Nous voilà arrivé à la station « Château de Bachen ». C’est une demeure de la famille Guérard depuis 1983. Michel donne dans l’étoile. Pas de celles qui brillent dans le ciel, mais de celles qui s’affichent dans le guide Michelin. Il en a même trois sur le plastron. C’est un genre que Michel porte à merveille depuis de nombreuses années. Il avait le grandiose, il y ajouta la notoriété. Mais le grand homme est aussi amateur de vin. Il a fait en sorte de remettre au goût du jour le cépage Baroque. Aujourd’hui le domaine de 25 ha propose des belles expressions de l’appellation Tursan. Qui s’en plaindrait ?

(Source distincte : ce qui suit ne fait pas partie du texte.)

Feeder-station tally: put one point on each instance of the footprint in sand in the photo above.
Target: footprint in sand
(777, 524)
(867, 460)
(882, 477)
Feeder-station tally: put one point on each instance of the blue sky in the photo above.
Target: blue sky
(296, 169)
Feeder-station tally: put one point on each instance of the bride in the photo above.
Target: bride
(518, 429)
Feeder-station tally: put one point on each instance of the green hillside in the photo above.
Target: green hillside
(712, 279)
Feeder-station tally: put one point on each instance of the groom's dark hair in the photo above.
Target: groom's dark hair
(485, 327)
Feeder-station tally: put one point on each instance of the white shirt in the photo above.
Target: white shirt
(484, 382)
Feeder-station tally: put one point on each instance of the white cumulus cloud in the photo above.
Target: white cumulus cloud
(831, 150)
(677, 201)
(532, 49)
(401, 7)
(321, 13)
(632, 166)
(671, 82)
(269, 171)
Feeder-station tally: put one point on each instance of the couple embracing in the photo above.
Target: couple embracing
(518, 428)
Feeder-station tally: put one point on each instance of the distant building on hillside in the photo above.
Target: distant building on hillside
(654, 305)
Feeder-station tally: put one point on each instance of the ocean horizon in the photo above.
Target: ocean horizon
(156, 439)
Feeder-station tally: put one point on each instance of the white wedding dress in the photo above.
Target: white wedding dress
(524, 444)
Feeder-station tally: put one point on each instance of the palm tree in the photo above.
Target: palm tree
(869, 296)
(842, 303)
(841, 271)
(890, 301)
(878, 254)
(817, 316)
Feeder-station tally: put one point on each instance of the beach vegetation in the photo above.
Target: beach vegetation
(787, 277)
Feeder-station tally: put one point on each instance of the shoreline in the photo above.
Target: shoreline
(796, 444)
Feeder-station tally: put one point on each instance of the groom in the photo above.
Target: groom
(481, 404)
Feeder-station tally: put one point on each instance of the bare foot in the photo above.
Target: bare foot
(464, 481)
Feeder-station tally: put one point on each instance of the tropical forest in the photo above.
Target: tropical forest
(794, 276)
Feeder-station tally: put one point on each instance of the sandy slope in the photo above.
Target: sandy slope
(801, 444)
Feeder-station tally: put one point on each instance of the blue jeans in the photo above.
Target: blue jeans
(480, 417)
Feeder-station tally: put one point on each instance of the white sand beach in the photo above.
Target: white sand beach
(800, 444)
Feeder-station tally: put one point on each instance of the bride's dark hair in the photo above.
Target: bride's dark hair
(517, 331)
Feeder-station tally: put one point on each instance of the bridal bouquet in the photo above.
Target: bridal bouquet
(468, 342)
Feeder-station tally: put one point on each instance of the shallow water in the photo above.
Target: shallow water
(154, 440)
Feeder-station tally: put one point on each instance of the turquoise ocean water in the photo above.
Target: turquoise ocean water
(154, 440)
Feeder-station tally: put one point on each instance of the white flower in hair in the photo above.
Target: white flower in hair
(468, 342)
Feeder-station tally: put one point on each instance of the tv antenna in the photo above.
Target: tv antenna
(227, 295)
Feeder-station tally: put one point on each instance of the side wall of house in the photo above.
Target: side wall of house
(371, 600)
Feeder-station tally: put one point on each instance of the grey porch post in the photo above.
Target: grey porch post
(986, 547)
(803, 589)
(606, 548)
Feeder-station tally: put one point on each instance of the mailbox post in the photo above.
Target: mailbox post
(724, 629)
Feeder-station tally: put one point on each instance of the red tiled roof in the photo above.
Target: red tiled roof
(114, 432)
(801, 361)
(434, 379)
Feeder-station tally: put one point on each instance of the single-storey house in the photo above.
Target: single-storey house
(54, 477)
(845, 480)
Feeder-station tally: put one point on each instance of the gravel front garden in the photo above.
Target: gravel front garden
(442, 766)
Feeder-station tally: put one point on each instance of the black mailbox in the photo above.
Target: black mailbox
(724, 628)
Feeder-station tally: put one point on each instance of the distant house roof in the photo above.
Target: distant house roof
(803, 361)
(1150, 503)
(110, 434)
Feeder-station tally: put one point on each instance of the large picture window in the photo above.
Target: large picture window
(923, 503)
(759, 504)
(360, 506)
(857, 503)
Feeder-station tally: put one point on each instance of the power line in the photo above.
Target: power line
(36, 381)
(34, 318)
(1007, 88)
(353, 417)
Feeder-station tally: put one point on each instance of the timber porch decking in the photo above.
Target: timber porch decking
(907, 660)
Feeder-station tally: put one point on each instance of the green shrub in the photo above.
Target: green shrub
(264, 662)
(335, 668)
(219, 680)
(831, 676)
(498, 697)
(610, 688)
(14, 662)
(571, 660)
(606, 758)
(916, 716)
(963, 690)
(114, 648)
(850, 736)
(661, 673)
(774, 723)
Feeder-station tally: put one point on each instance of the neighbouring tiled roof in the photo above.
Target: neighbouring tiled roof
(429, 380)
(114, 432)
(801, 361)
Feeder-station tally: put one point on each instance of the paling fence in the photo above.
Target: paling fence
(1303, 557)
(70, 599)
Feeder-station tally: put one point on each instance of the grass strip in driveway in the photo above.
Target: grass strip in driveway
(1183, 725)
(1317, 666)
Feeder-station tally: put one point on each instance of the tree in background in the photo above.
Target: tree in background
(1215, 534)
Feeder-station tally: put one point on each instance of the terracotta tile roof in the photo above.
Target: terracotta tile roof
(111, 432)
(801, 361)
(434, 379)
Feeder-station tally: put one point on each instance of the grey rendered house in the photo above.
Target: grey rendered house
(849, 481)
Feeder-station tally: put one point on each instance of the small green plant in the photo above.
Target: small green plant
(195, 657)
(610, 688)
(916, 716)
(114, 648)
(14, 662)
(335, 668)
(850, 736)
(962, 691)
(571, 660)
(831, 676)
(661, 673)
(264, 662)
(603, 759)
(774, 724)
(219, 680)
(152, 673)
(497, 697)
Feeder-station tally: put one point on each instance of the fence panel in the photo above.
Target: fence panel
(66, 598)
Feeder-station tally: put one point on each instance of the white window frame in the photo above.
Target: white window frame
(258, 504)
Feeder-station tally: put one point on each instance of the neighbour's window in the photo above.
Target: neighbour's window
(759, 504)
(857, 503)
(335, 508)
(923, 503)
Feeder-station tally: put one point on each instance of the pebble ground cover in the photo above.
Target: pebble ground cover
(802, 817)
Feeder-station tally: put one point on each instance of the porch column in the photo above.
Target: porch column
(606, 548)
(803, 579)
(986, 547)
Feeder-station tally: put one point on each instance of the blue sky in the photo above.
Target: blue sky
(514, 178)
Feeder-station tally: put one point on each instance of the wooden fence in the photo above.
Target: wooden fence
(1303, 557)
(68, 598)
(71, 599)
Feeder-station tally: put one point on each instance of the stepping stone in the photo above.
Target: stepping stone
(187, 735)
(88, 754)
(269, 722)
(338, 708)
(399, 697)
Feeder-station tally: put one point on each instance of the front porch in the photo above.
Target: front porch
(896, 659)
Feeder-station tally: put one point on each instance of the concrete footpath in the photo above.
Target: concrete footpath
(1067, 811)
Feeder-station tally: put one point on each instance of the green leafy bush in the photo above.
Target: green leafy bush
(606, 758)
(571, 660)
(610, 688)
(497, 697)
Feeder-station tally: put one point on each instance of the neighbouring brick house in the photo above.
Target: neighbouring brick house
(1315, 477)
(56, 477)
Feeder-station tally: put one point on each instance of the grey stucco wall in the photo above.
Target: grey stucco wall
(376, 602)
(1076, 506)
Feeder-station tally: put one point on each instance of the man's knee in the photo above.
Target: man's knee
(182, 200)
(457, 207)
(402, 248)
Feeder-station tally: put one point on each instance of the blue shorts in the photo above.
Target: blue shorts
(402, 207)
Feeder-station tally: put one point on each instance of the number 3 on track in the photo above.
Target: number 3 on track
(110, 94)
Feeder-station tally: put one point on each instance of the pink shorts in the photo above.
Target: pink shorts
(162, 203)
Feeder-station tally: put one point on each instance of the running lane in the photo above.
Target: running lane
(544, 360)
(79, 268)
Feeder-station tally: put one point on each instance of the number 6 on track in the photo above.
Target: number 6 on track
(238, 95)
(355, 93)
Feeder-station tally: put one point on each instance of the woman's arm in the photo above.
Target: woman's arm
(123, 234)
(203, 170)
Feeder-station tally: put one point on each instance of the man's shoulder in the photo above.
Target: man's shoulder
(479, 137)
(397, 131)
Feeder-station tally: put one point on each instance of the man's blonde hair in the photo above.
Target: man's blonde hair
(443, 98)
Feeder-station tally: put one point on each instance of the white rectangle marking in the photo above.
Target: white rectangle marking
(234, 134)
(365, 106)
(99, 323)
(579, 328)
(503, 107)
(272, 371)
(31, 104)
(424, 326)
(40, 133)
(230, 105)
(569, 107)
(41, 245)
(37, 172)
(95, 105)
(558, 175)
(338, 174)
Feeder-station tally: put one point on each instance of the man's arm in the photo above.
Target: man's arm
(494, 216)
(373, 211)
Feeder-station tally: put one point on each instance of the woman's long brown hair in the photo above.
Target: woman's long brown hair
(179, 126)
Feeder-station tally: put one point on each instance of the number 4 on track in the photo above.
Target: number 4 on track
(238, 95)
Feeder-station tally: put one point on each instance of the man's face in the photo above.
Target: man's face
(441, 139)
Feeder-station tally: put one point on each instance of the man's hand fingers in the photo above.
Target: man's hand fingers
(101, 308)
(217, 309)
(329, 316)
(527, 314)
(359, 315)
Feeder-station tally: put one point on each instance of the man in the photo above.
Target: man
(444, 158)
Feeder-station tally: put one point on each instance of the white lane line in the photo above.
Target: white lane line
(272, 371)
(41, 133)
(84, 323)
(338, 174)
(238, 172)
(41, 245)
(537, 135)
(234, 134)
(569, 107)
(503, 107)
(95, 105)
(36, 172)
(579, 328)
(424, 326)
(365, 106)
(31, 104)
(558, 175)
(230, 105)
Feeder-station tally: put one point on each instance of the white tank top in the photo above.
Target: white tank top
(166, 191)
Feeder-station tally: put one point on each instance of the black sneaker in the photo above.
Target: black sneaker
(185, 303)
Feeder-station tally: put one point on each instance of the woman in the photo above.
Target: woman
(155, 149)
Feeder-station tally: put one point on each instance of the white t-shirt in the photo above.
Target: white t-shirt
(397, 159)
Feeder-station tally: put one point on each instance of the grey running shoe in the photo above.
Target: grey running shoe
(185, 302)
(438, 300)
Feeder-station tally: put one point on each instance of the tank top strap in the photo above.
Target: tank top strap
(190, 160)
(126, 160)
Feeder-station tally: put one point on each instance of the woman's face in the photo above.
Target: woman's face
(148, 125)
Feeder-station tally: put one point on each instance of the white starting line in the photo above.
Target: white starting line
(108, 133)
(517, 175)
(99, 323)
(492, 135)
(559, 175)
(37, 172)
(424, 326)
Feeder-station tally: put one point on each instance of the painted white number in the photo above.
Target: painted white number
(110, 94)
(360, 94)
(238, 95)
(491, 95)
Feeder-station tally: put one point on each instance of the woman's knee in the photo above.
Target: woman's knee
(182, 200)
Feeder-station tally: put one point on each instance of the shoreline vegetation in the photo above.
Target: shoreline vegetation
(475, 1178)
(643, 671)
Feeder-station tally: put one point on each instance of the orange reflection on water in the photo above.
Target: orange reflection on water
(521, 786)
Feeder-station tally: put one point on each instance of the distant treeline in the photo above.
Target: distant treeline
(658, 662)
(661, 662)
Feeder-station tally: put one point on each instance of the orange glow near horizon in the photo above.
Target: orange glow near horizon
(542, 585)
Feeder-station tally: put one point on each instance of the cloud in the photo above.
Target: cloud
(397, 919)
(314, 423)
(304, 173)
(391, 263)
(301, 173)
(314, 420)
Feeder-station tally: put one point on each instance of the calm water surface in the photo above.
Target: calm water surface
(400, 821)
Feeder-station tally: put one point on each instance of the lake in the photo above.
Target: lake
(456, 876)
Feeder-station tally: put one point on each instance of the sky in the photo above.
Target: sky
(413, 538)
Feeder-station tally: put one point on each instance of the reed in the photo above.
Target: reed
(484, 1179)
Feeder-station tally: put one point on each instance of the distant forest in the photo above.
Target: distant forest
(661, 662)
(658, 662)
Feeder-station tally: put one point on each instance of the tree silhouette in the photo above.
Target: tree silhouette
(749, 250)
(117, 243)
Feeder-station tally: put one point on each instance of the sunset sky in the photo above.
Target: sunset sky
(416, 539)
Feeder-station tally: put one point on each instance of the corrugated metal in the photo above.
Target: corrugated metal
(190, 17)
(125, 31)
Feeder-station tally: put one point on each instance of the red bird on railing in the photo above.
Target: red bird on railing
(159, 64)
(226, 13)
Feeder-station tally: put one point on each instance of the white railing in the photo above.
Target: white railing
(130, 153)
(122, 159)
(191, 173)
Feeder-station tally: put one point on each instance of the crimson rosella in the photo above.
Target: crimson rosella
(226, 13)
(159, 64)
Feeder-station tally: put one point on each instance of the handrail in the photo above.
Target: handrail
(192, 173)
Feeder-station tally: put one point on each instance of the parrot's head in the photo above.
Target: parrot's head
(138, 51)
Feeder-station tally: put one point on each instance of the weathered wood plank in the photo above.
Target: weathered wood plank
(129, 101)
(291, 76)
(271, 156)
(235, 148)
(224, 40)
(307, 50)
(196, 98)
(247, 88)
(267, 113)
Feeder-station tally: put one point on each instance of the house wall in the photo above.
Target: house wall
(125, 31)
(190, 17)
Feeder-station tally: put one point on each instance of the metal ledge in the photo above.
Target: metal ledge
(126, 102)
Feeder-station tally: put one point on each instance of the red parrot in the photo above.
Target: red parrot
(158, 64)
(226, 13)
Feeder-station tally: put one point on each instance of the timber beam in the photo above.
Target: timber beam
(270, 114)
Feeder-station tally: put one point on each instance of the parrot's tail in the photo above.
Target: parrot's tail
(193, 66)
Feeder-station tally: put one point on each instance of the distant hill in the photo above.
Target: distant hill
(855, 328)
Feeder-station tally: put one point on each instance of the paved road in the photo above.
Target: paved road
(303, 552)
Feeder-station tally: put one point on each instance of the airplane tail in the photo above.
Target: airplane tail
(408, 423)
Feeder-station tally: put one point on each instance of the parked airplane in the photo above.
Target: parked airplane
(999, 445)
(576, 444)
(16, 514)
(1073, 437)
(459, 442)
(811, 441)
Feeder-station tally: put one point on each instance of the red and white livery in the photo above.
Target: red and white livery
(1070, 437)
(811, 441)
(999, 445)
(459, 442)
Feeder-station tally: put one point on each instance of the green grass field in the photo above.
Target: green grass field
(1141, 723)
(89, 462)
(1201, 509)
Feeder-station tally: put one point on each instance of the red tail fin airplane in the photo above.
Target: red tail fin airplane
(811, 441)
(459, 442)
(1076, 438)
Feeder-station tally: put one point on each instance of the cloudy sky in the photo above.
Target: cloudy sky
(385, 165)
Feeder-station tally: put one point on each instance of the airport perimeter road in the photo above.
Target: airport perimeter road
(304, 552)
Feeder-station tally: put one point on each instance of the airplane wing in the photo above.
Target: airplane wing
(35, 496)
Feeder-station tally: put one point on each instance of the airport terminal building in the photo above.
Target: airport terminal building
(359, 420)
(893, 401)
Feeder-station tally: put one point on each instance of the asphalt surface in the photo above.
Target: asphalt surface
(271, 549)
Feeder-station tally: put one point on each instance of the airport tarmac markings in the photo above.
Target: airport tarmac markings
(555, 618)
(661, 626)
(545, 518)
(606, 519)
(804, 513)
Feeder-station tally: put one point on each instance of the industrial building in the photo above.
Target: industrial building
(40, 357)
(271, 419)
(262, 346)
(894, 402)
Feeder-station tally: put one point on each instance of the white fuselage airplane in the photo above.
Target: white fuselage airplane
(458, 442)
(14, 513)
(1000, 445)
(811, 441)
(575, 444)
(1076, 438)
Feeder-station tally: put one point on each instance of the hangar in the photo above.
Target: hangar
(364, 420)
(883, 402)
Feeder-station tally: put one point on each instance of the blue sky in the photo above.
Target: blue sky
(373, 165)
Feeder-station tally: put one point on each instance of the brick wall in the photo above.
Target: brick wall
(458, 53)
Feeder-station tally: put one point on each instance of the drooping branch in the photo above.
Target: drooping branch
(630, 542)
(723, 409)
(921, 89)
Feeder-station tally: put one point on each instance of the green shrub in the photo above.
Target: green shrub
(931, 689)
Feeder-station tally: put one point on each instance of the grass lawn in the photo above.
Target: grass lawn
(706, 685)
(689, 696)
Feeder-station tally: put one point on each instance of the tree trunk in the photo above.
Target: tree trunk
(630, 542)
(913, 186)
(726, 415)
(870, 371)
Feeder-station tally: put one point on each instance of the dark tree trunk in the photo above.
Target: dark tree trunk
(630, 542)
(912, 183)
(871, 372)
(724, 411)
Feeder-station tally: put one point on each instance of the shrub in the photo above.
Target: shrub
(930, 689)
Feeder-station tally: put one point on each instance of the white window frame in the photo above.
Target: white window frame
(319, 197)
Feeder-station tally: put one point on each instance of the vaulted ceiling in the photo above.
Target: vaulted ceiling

Notre cuvée de circonstance est un assemblage des cépages Baroque, Sauvignon Blanc, Petit Manseng et Gros Manseng. Quelle thérapeutique ! Cela mettrait ko n’importe quel virus. La posologie est ici de belle facture. Un or intense et étincelant. Nul besoin d’artifice ou de stratagème pour accepter de s’y soumettre. A sa seule vue, on a envie d’en faire milles folies. L’ouverture fait du bien à notre remède du moment. Elle dompte un style riche et boisé pour faire place à des notes plus anisées, florales ou de fenouil et de chicoré. Le complexe et l’élégant trouvent vite plaisir au déconfinement. En bouche, notre cuvée ne s’en laisse pas conter. Volume, puissance et structure servent de fondation. Mais c’est bien la fraîcheur, la tension qui jouent les chefs d’orchestres et qui mènent ce petit monde à la baguette. Trop content de pouvoir prendre la poudre d’escampette le vin s’étire de tout son long. L’équilibre s’y retrouve sans mal. La finale est elle aussi marquée par cette tension qui se fait jour sur des notes citronnées, minérales avec quelques accents de nobles amers.

Cette cuvée séduit c’est certain. Elle distrait l’œil et élève l’esprit. Elle témoigne d’une sorte de panache inconnue jusqu’alors (combien peuvent prétendre aller se balader régulièrement dans l’AOC Tursan ?). Avec simplicité, ce vin nous propose l’incroyable. Et l’incroyable est depuis trois semaines notre quotidien. Le rêve n’est plus désormais inaccessible. De nouveau, l’homme respire. Voilà Denis prêt à faire des plans sur la comète, à parler sortie au marché de plein air, sextape et autres distractions dominicales. Il va jusqu’à évoquer une reconversion professionnelle en caissier de supermarché. Incarnée en cette cuvée, notre impression du sud-ouest a fait son petit effet. Le temps d’une bouteille, elle aida à mener joyeuse vie.


Et c'est ainsi que Bacchus est grand.